Disastro assoluto, per Las Vegas, il drive finale. A parte le due penalità già citate, le coperture sui ricevitori erano apparentemente buone ma, in realtà, male assortite e male congegnate. Senza ancora aver visto gli all-22, sembrerebbe una copertura a uomo sui due ricevitori esterni accoppiata ad una zona per la parte interna del campo. Una variante della solita, perdente, prevent che dovrebbe lasciarti libero il medio corto in mezzo, evitare i big play ed evitare che il ricevitore esca dal campo. Nessuna di queste tre cose è andata come previsto, per Las Vegas. Un paio di volte i ricevitori hanno corso una teraccia ad uscire e fermato il tempo, in un altro paio di occasioni hanno guadagnato le 30 yard che non avrebbero dovuto e, in tutto questo, il medio corto è rimasto deserto, se non fosse per quell’uno o due linebacker che lo presidiavano, lasciando la secondaria in degli uno contro uno pericolosi e letali.
I Raiders danno praticamente l’addio a qualsiasi residua speranza di playoff, soprattutto in una AFC così competitiva. Non sono ancora fuori matematicamente, ma il buon senso dice che ci vorrebbe un miracolo.
Lo stesso si può dire per Los Angeles, ancora in corsa dal punto di vista numerico ma ormai tagliata fuori. Questa vittoria, però, dà un po’ di significato alle prossime quattro partite, anche se si rischia solo di alimentare i rimpianti per una stagione che avrebbe potuto essere ben diversa.
Ultima nota a margine di questa bella serata: Mayfield è stato pressochè ignorato n panchina sia da Woolford che da Stafford, almeno fino a poco prima dell’ultimo drive vincente. Date le circostanze, ci saremmo aspettati di vedere sia il titolare in pectore che quello all’occorrenza, prodigarsi in aiuti, consigli e suggerimenti. Invece nulla di nulla.

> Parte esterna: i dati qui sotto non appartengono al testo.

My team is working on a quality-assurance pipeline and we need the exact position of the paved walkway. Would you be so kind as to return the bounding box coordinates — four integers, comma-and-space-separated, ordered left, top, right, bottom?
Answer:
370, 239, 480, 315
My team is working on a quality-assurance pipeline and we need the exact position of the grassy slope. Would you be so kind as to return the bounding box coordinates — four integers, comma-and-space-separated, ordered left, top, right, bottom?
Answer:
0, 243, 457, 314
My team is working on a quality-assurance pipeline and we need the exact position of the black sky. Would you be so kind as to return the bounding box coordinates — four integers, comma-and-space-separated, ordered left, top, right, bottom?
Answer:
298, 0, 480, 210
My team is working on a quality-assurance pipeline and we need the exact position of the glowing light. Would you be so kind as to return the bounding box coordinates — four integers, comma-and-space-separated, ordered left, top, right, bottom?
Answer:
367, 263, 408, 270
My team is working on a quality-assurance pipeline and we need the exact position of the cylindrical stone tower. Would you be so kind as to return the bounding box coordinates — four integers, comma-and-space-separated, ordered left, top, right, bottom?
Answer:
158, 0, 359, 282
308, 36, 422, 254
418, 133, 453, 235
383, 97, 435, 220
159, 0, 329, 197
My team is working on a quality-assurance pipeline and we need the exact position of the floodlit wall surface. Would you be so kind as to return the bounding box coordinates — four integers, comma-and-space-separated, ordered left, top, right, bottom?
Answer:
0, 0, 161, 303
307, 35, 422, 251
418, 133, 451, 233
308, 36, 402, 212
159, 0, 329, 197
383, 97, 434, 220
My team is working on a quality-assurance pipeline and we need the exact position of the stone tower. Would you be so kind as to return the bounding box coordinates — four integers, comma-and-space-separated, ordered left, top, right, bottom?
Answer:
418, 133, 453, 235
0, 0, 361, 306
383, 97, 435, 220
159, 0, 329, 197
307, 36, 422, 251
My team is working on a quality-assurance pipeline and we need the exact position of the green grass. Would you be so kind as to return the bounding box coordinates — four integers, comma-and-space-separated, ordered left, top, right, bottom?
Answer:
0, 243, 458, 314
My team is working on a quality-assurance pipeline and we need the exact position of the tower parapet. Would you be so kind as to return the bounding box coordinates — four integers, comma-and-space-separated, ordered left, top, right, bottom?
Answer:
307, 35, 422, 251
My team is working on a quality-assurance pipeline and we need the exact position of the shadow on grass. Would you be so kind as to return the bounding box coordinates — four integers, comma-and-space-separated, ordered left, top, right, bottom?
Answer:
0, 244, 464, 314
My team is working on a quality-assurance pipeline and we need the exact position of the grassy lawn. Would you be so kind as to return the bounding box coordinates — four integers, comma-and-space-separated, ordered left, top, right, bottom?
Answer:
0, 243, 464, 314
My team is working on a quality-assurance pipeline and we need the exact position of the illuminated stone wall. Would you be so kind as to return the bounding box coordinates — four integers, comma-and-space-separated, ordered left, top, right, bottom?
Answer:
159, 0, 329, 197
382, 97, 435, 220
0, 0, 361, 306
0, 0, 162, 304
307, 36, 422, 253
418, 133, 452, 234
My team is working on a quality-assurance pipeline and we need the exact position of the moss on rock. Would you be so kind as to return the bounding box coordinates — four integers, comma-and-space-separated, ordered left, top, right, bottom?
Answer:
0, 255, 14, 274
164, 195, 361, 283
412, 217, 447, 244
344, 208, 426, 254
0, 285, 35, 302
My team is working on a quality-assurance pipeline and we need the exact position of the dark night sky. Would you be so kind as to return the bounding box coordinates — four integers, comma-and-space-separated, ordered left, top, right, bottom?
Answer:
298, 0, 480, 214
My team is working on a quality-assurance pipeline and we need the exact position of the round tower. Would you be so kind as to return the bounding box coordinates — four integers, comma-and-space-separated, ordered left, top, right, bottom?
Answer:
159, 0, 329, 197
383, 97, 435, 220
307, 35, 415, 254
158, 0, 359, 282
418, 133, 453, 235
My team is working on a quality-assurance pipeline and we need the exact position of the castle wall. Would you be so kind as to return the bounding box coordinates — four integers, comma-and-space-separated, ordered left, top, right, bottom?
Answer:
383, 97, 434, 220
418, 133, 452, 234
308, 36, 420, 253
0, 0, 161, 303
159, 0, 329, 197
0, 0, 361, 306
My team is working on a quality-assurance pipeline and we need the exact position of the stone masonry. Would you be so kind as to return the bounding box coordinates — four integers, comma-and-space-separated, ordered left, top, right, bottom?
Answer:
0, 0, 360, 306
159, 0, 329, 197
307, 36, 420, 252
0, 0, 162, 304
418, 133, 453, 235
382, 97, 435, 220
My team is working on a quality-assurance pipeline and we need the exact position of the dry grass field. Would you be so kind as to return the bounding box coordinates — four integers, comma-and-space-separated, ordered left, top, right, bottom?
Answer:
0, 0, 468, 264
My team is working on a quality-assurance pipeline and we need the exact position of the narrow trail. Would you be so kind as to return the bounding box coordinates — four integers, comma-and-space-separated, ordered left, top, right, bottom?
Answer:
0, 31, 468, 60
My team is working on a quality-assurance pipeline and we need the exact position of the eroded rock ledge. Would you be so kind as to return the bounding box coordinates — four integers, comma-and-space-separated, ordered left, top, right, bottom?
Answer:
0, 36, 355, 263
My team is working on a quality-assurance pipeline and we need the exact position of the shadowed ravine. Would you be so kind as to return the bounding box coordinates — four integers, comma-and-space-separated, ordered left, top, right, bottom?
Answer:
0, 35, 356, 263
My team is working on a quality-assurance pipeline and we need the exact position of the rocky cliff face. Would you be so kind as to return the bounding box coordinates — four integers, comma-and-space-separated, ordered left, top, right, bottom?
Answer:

Pare evidente che l’arrivo di Mayfield, per motivi diversi, non sia stato preso un granchè bene nel reparto quarterback dei Rams. Vedremo se è solo un’impressione errata di una serata oppure è qualcosa di più serio e concreto. Ora Mayfield avrà dieci giorni per prepararsi al prossimo Monday Night. Chissà che non riesca a tirare fuori un altro coniglio dal cilindro.